‘Unboxing’ this year’s hot toy: the LOL Big Surprise


Moments after hearing about the L.O.L. Surprise! Big Surprise on a Chicago radio station, Crystal Lessner was on the hunt for the popular — and increasingly sold out — toy.

But first, she had to figure out what it was.

She logged on to YouTube, where a 24-minute “unboxing” video clued her in.

The $69.99 toy, she learned, is quite simple: A glittery, dome-shaped plastic case filled with 50 surprises — four dolls, along with accessories, clothing, charms and other knick-knacks — that must be individually unwrapped. But much of the appeal of the Big Surprise is in its slow reveal. It can take hours, purchasers say, to peel away the toy’s layers and figure out exactly what’s buried inside. Some dolls cry, spit or “tinkle.” Others change color in cold water.
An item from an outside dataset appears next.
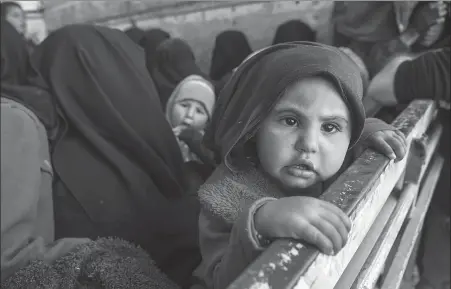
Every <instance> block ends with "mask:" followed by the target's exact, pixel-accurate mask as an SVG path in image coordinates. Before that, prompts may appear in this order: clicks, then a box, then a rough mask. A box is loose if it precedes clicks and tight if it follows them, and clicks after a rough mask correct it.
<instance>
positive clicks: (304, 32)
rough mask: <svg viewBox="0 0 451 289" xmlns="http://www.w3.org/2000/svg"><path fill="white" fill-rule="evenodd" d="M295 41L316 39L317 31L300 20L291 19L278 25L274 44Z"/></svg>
mask: <svg viewBox="0 0 451 289" xmlns="http://www.w3.org/2000/svg"><path fill="white" fill-rule="evenodd" d="M293 41H311V42H315V41H316V32H315V31H313V29H312V28H310V26H308V25H307V24H305V23H304V22H302V21H299V20H290V21H287V22H285V23H282V24H281V25H280V26H279V27H277V30H276V34H275V35H274V39H273V41H272V44H273V45H274V44H279V43H286V42H293Z"/></svg>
Watching that process unfold has become a pasttime in itself, and there are thousands of L.O.L. Surprise unboxing videos on YouTube to prove it. One, a 13-minute video of a woman opening the Big Surprise has been viewed 6.1 million times since it was posted on Sept. 30.
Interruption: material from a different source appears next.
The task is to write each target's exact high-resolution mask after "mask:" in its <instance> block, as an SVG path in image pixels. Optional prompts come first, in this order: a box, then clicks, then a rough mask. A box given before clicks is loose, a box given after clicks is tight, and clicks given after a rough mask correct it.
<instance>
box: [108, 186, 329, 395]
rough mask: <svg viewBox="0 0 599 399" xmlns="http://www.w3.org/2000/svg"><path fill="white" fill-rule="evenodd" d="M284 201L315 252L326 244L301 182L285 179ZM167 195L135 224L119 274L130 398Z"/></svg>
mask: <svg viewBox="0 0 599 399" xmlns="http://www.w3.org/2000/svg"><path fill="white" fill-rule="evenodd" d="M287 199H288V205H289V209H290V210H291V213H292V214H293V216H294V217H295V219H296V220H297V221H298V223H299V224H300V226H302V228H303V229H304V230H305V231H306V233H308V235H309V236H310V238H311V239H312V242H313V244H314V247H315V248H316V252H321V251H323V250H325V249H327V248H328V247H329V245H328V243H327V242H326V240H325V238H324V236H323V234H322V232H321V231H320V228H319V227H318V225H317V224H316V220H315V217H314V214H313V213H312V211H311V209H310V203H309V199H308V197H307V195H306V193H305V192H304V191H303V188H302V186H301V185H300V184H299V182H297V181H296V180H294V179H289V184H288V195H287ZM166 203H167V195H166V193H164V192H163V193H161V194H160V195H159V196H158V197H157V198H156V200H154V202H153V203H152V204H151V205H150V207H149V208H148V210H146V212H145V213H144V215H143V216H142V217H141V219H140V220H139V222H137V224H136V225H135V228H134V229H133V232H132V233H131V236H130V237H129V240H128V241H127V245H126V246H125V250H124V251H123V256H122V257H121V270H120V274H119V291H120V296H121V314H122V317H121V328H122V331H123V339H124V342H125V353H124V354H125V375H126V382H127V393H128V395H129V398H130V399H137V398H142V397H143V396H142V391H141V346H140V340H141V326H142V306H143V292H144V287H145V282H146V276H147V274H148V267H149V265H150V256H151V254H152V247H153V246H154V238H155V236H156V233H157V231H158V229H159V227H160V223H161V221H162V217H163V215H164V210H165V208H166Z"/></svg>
Lessner fast-forwarded her way through one of them and then set out in search of this season’s hot toy.

“I knew it was going to be a challenge to find one,” Lessner, 36, said. “But I was determined to be a cool mom for the first time in my life.”
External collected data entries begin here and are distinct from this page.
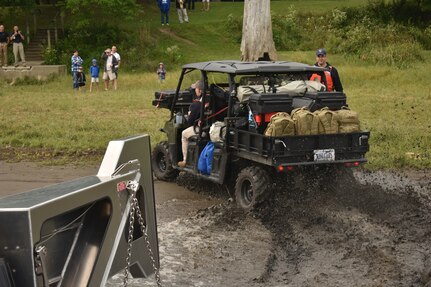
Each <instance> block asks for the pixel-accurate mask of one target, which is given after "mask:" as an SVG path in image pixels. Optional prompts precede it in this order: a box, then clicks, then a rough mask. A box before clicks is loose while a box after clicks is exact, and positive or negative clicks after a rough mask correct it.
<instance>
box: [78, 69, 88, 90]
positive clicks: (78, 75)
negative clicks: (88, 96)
mask: <svg viewBox="0 0 431 287" xmlns="http://www.w3.org/2000/svg"><path fill="white" fill-rule="evenodd" d="M76 80H77V82H78V86H79V91H81V88H82V91H85V90H84V87H85V82H86V79H85V74H84V72H83V71H82V67H79V68H78V72H77V73H76Z"/></svg>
L.O.L. Surprise! dolls — which stand for Little Outrageous Little Surprise — have become an unlikely blockbuster hit in an era of high-tech, movie-inspired toys. The Big Surprise, which was released six weeks ago, is sold out online at Target, Walmart and Toys R Us and is commanding 10 times its asking price on eBay. (Amazon.com, meanwhile, is selling the toy for $116.99, while Walmart’s Jet.com is charging $142.24)

The toy, industry insiders say, is one of the first to be both inspired by and created for an era of YouTube, Instagram and Snapchat. Executives at MGA Entertainment — the privately-held California company behind hits like Bratz, Lalaloopsy and Little Tikes — came up with the idea for L.O.L. dolls after seeing a proliferation of “unboxing” videos on YouTube.

The original L.O.L. Surprise — a $9.99 doll encased in seven layers of wrapping paper — quietly arrived in Target stores last year, just a couple weeks before Christmas. There were no large-scale marketing efforts or television commercials (a first in MGA’s 38-year history). Instead, executives thought they would discreetly test the waters before a larger release in January.

It turned out to be an instant hit, with all 500,000 dolls selling out in two months. By January, L.O.L. Surprise! had become the country’s top-selling doll, according to market research firm NPD Group. (As of September, it remained in that position.)

The company released a line of L.O.L. cats, dogs, rabbits and hamsters last week and has inked more than 30 licensing deals for items like clothing, stationery and home decor that are scheduled to make their way into stores next spring.

“At MGA we’ve had many, many big hits, but this is by far the biggest I’ve ever seen,” said Issac Larian, founder and chief executive of MGA, adding that revenue is in the millions. “A lot of times, we have products that work in the U.S., but don’t work in Germany or Russia or Korea. The thing about the L.O.L. Surprise is that it is in demand everywhere.”

The toy’s success, analysts say, builds on the popularity of earlier hits like Hatchimals and Shopkins. Like its predecessors, the L.O.L. Big Surprise has a built-in element of surprise — children don’t know exactly what they’re getting until they’ve opened all 50 layers — and is filled with colletibles they can share and trade.

“So much of the fun is getting to the final layer and seeing what you’ve ended up with and then figuring out what to do with all of those pieces,” said Jim Silver, chief executive of toy review website TTPM. “It’s almost like you have to go on a scavenger hunt before you get to the toys.”

Finding the item at stores can feel like a bit of a scavenger hunt, too. Crystal Lessner says she spent the better part of a day tracking down the L.O.L. Big Surprise for her 9-year-old daughter. Toys R Us was already sold out, as were the four Target stores closest to her Chicago-area home. Amazon, meanwhile, was charging a $50 premium on the toy. (Jeff Bezos, the chief executive of Amazon, owns The Washington Post.)

Lessner ended up driving 20 miles to a Target in another town, where she bought the last one on the shelf. She was so thrilled, Lessner says, that she snapped a selfie with the toy and posted it on Facebook.

“First gift of 2017,” the 36-year-old wrote. “The hottest Christmas gift of the year!”